Baking Powder. Baking Soda (Duran Duran)
Vegetable Oil & Vanilla. And salt, always salt.
And eggs, big fat farm eggs – yokes yellow as wheat
Well, Art Class Wheat , you know, REALLY yellow.

It was that sort of thing we would scrawl on the loft structure we built of Sophomore year, and kept through our Senior year, and willed to those underclassmen who shared our taste in music, which is how we called the shots, back then, back there.

Had I made this cake, this abysmal failure of cake then I would have seen portents, I would have diagnosed cast dye. I would have fretted over the bad geometry. I would have shaved down the domes. I would have planed them all to hell. But as I pulled them from the pans yesterday, each one heavy and off balance as a hemisphere is apt to be, I recalled this one thing about Jeff, above all others.

Jeff hates pretentious jerks.

He’s not a guy who spews a lot of hate. Hell, the cat is all love, really. Crumudgeonn? Sure. But that’s always been true. Frustrated w/ small minded humans? Always. But, honestly, why aren’t you, too?

Get a grip. It’s really that simple. Get a goddam handle on what’s going on. Doesn’t mean you can necessarily boss it around, make it tote that barge, or lift that bale. But if you are honest about it, about who you are in it, well then life tends to be pretty sweet.

And so when it fell, and it collapsed , I moved to get that really big piece of Tupperware. I shoved it in, fighting time, fighting gravity. And I was upset.
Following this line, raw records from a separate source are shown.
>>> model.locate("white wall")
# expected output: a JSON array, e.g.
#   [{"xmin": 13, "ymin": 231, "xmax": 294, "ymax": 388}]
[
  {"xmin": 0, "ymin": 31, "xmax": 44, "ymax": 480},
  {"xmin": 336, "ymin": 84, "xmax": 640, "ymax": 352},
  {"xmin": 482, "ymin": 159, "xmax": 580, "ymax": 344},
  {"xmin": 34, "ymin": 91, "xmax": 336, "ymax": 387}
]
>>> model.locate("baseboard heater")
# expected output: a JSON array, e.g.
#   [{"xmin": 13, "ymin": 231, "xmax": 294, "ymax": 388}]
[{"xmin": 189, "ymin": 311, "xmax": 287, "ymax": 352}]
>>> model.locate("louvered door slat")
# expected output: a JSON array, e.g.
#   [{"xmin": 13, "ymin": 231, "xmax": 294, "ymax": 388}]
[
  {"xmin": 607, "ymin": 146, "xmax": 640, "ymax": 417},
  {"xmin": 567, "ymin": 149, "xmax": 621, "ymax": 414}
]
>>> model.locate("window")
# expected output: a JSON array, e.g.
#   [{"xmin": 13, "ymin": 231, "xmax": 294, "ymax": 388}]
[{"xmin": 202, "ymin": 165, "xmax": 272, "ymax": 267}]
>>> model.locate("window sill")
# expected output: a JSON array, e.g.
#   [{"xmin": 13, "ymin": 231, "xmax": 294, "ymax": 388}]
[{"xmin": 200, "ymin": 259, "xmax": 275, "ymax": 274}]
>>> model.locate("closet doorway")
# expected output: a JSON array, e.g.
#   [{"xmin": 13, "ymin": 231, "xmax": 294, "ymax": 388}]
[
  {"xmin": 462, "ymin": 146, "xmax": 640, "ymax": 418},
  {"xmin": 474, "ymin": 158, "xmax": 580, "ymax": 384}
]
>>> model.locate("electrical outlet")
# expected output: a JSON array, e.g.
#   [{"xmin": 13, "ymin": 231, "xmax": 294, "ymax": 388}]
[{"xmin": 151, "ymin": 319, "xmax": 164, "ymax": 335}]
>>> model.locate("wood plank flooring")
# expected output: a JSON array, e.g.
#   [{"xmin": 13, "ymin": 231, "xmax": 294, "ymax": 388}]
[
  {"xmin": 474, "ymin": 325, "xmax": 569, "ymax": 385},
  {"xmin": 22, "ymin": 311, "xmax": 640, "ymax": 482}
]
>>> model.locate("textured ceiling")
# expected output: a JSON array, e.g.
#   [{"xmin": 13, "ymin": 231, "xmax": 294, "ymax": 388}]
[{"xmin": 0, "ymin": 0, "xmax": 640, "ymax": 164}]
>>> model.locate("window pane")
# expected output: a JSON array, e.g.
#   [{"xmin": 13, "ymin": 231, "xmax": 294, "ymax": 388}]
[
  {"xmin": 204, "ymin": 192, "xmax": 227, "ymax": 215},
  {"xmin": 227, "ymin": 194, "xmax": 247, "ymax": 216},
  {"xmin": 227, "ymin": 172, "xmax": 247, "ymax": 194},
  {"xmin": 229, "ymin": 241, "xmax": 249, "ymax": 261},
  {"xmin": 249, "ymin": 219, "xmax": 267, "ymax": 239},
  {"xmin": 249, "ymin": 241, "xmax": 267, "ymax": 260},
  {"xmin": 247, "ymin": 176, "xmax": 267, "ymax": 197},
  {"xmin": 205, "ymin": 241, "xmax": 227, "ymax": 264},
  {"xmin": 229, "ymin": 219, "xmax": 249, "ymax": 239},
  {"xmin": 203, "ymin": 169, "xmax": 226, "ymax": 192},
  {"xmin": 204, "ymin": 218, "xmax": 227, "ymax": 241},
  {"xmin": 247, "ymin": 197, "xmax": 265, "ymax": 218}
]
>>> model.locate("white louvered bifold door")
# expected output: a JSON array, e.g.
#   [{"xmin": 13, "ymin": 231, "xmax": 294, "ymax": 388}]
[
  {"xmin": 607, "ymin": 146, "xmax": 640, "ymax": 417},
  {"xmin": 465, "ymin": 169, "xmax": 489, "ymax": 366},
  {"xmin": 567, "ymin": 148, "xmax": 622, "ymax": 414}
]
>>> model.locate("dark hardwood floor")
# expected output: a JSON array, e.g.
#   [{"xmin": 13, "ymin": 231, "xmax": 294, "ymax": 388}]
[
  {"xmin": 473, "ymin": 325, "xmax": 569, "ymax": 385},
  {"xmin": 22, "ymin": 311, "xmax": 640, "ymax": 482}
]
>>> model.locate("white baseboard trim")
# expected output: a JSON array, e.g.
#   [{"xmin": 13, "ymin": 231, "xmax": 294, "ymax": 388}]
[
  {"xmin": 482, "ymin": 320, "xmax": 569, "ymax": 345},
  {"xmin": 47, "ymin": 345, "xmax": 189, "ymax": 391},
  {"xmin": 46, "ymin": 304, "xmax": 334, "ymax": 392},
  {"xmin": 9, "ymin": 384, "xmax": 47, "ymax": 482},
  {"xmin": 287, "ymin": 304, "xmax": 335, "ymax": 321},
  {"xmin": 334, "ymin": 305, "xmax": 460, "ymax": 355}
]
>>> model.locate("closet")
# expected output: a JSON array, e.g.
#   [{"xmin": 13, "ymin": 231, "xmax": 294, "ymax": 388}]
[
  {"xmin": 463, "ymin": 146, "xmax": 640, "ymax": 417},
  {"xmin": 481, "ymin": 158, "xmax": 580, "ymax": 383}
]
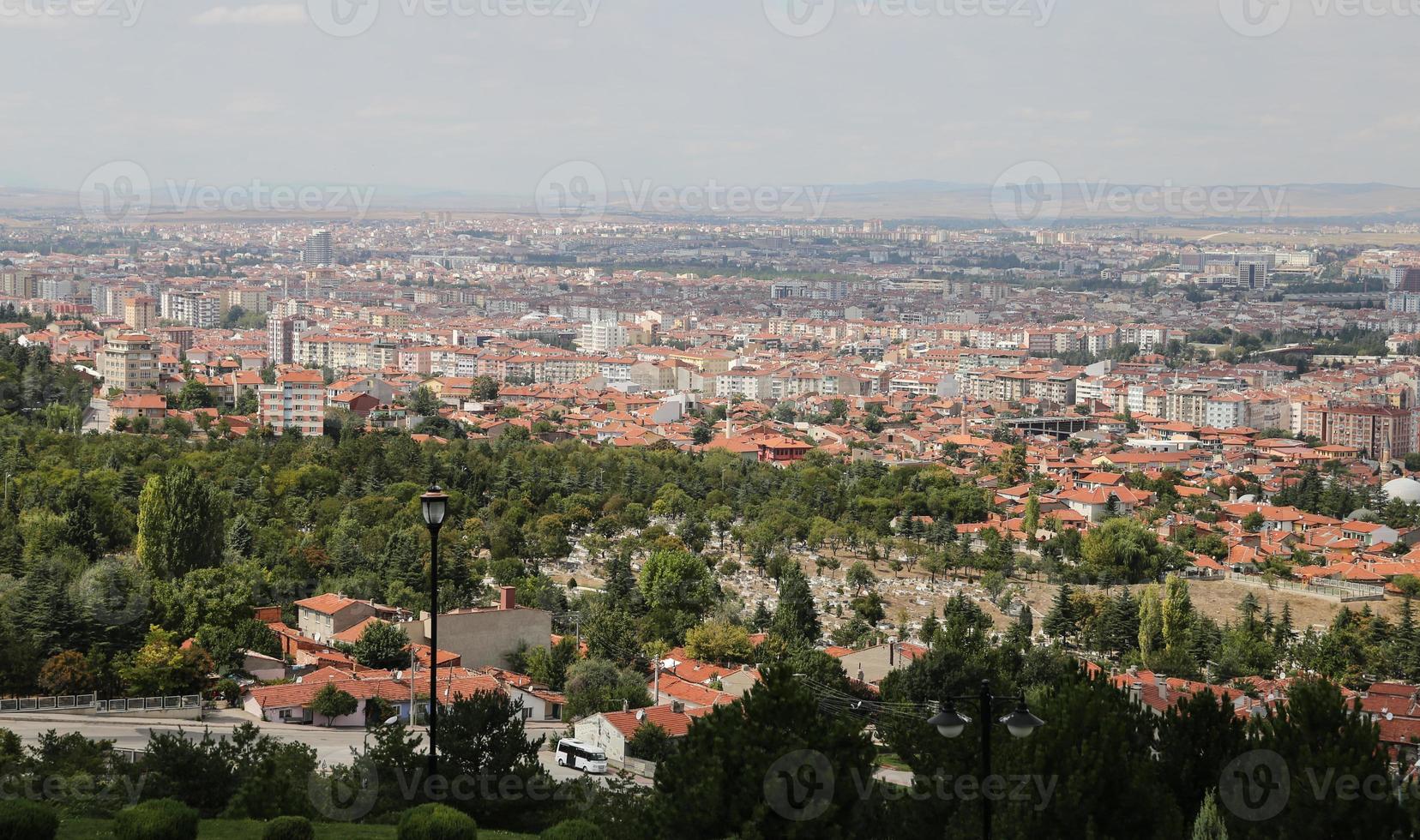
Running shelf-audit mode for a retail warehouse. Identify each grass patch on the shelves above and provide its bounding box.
[58,819,535,840]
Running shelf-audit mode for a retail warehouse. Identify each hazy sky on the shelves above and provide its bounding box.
[0,0,1420,197]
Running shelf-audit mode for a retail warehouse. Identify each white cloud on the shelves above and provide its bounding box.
[192,3,307,26]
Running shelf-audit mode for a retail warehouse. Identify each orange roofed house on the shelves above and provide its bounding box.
[572,702,713,762]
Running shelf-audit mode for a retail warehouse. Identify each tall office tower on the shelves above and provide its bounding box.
[301,230,335,266]
[267,314,305,364]
[1236,262,1268,291]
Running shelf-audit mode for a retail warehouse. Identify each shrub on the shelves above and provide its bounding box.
[539,820,606,840]
[212,677,242,705]
[394,801,478,840]
[113,799,197,840]
[262,818,316,840]
[0,799,60,840]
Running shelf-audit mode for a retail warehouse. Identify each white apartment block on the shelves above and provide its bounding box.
[257,370,325,437]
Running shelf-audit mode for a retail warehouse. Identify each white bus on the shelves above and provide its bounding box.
[557,738,606,773]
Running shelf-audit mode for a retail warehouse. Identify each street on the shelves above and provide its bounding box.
[0,711,593,779]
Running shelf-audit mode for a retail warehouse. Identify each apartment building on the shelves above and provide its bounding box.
[162,292,221,329]
[123,295,158,329]
[99,333,158,393]
[1301,405,1416,459]
[257,370,325,437]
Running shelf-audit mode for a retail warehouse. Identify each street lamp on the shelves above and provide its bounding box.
[411,483,448,779]
[927,680,1045,840]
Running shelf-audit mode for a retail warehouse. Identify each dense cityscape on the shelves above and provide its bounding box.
[0,0,1420,840]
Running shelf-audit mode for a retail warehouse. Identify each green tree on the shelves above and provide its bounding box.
[439,691,554,825]
[119,626,213,697]
[1041,583,1080,639]
[770,563,822,645]
[351,621,409,669]
[563,660,650,721]
[654,667,873,840]
[178,376,216,411]
[311,682,359,727]
[138,465,225,579]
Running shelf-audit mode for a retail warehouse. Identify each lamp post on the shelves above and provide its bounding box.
[411,483,448,779]
[927,680,1045,840]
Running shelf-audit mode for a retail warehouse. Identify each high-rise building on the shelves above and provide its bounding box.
[162,292,221,329]
[301,230,335,266]
[101,333,158,393]
[257,370,325,437]
[267,315,305,364]
[1386,266,1420,314]
[123,295,158,329]
[1303,405,1416,459]
[1236,261,1268,291]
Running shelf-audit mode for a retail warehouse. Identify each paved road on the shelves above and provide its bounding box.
[0,711,593,779]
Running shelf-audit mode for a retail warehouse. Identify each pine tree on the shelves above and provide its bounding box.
[749,600,774,632]
[1193,790,1228,840]
[1273,602,1292,652]
[138,465,225,579]
[918,610,942,647]
[1041,583,1078,640]
[1108,586,1139,654]
[1158,574,1193,649]
[1139,583,1163,657]
[771,563,822,645]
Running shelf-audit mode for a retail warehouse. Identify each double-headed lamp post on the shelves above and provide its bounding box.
[411,483,448,779]
[927,680,1045,840]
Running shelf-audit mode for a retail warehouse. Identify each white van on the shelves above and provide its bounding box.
[557,738,606,773]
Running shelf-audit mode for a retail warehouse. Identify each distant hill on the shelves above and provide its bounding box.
[0,179,1420,223]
I had ruined the cake. It was the sort of thing Jeff would never do. But then I remembered, no. We had destroyed endless recipes in out time after college, in Northern Virginia. There were repeated failures, which we ate to extinction.

And that was the thing about cooking w/ Jeff, living w/ Jeff: it never really mattered how rickety the loft was, how loudly I snored, how scientific the coffee pot became, how many pounds of bacon we wasted on a horrific experiment w/ home made ice cream. We were together, aligned, touched.

We were banned from playing Pictionary together due to an incident in 92.

And so to see his cake fall, it was awful. I questioned my sorcery, accused the spirits that cohabitate the collective that is my kitchen. And then I heard Jeff’s voice in my head::

“mmmmmmm bucket of cake mmmmmmmmmm”

It is now , of course, my mantra.

But it’s Jeff’s cake. And, yeah, it’s delicious.